In short, industry lobbyists are back to trying to hoodwink the investing public into believing salespeople are really advisers, sales pitches are really advice, and an obligation to make recommendations that are suitable, but not optimum, is really a best interest standard.

Assuming, however, that the 5th Circuit ruling stands, despite having no basis in fact or law, that will have huge implications for how the SEC proceeds with its own regulatory proposal.

If brokers are merely the salespeople they claimed to be in court, the SEC has a moral obligation to make that distinction crystal clear to the investing public. Only those firms who clearly label their representatives as salespeople and their services as investment sales should continue to qualify for the broker-dealer exclusion from the Investment Advisers Act. For the SEC to do less would be to give its seal of approval to clearly deceptive business practices.

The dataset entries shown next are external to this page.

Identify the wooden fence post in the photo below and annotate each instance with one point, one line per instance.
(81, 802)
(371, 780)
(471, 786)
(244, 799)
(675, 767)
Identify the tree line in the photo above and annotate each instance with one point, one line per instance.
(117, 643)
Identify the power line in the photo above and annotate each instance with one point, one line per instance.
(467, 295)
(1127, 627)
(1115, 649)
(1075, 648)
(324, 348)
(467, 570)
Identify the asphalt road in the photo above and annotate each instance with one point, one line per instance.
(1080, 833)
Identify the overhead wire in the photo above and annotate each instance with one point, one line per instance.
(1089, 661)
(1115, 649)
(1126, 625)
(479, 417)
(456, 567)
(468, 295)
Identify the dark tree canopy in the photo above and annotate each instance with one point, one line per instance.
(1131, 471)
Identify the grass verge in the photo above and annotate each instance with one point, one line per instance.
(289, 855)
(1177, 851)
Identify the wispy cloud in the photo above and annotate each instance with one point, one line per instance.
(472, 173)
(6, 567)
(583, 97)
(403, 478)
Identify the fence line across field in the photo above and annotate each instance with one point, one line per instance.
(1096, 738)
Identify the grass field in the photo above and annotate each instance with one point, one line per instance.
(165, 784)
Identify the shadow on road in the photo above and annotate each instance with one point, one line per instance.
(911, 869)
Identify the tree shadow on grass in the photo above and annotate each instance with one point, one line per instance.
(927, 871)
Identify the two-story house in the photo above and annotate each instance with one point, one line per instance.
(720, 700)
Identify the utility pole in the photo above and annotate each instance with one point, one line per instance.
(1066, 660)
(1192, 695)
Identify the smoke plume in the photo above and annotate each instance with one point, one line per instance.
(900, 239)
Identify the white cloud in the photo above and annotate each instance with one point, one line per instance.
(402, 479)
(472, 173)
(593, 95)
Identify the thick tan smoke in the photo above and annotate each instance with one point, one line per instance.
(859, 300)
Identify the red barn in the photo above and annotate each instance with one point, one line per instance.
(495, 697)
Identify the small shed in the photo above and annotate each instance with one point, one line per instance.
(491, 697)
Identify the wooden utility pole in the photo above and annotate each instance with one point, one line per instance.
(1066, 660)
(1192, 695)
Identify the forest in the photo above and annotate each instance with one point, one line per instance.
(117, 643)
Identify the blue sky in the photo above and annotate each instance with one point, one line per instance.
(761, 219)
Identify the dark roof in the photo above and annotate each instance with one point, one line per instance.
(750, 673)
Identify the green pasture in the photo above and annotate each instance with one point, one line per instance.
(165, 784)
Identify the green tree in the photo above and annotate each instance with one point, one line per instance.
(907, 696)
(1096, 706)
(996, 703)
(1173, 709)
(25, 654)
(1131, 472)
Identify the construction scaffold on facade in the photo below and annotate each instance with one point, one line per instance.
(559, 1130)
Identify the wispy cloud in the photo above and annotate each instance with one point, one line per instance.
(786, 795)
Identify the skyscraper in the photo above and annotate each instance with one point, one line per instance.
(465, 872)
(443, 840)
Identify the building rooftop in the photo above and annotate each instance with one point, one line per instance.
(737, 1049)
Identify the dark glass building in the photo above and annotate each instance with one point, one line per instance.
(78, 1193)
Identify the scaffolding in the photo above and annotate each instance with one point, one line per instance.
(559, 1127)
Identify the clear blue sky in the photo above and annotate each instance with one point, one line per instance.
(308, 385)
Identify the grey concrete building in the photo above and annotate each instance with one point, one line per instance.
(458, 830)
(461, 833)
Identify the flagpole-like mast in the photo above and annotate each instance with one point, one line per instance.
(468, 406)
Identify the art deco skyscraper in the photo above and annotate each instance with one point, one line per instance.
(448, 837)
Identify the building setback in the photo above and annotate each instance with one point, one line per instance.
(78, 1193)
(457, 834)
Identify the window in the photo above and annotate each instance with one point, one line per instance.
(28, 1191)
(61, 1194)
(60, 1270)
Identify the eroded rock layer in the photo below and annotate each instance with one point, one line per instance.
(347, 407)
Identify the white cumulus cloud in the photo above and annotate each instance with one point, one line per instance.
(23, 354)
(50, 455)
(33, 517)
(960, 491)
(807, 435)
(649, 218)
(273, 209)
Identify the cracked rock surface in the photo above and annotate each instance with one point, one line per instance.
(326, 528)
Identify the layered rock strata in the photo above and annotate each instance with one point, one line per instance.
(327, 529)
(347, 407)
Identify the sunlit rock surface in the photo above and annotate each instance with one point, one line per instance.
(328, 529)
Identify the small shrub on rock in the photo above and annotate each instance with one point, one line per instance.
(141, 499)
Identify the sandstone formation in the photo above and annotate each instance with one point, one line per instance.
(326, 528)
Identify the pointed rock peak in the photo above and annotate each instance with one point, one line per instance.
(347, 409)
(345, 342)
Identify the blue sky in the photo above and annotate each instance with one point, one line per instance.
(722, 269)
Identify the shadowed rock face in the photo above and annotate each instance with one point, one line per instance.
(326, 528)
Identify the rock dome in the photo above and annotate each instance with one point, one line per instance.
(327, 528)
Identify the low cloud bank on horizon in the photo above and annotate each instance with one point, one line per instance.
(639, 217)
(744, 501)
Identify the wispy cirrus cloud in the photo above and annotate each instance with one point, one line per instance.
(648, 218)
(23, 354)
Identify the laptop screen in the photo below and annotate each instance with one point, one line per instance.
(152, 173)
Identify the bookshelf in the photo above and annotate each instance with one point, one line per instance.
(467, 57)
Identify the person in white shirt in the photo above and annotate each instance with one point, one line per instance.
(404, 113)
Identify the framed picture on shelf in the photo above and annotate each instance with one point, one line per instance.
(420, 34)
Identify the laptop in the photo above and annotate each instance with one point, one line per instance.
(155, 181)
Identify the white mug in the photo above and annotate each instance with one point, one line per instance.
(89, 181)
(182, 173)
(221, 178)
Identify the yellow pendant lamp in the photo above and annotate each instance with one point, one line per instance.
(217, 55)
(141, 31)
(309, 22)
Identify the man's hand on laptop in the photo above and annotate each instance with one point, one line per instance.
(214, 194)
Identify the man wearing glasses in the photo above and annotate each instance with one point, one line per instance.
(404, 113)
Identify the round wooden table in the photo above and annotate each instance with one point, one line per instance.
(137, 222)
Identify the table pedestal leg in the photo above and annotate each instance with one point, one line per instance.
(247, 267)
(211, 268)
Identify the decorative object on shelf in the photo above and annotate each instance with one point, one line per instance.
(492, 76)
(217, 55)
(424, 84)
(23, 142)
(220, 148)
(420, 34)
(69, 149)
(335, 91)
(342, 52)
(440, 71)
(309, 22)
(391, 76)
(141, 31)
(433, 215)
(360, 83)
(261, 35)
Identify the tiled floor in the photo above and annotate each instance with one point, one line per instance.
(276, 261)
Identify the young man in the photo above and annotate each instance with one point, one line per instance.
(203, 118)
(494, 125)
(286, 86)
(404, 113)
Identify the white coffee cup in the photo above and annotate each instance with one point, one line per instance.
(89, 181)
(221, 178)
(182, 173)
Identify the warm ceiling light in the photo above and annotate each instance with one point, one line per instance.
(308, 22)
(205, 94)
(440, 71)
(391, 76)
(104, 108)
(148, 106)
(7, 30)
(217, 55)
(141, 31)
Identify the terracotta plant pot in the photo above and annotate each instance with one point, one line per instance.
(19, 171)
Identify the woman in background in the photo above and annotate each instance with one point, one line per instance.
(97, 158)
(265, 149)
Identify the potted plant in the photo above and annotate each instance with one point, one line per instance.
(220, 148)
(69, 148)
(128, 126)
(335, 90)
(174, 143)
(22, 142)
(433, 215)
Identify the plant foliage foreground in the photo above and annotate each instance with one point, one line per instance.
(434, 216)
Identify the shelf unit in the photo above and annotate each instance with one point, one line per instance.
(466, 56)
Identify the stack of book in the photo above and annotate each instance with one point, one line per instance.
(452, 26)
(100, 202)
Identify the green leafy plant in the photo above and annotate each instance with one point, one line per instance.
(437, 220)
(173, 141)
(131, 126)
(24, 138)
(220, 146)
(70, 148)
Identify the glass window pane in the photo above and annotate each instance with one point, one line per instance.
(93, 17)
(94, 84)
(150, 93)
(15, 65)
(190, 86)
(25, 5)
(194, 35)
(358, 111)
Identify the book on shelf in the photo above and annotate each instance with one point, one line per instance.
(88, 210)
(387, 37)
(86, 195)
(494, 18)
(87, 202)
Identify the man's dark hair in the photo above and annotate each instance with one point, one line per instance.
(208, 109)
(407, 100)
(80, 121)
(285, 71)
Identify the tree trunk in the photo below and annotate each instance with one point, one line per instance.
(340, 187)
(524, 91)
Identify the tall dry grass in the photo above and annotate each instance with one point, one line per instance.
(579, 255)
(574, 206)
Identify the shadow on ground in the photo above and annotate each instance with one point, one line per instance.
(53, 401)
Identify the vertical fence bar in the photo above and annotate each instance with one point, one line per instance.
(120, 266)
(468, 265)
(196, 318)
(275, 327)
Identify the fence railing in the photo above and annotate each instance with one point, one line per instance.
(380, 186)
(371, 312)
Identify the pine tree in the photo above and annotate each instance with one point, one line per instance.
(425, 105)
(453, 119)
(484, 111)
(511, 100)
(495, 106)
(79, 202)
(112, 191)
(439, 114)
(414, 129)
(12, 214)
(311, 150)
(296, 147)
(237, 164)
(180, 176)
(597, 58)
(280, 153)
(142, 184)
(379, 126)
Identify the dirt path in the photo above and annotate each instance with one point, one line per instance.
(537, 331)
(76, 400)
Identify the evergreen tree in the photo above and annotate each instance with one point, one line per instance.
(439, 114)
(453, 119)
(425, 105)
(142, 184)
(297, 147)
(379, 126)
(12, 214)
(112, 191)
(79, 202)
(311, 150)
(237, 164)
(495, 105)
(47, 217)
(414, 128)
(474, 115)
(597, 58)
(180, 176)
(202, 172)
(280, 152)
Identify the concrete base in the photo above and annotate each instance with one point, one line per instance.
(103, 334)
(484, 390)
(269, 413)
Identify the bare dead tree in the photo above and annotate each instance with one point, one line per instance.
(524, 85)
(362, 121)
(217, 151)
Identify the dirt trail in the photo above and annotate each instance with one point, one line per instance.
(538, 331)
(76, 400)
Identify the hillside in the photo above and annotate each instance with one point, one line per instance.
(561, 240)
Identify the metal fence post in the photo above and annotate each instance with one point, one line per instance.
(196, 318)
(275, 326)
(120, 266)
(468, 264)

If, however, brokers are really the commission-based advisers they’ve been selling themselves as for decades, then they need to be regulated accordingly. And that means adopting an approach that recognizes the corrosive effects of conflicts of interest on the quality of advice.

With rumors swirling that the SEC is just months, or even weeks, away from releasing its regulatory proposal, we will see how the agency has chosen to resolve this dilemma.

More, we will see whether SEC Chairman Jay Clayton is capable of doing what none of his predecessors going back two decades has been able to do: craft a tough and flexible standard that will raise the quality of advice offered by broker-dealers and investment advisers alike so that all such advisers truly act in their customers’ best interests.

That is what investors reasonably expect when they turn to financial professionals for advice about their investments, and they deserve nothing less.

Barbara Roper is the director of financial protection for the Consumer Federation of America and lead advocate for the DOL Fiduciary Rule.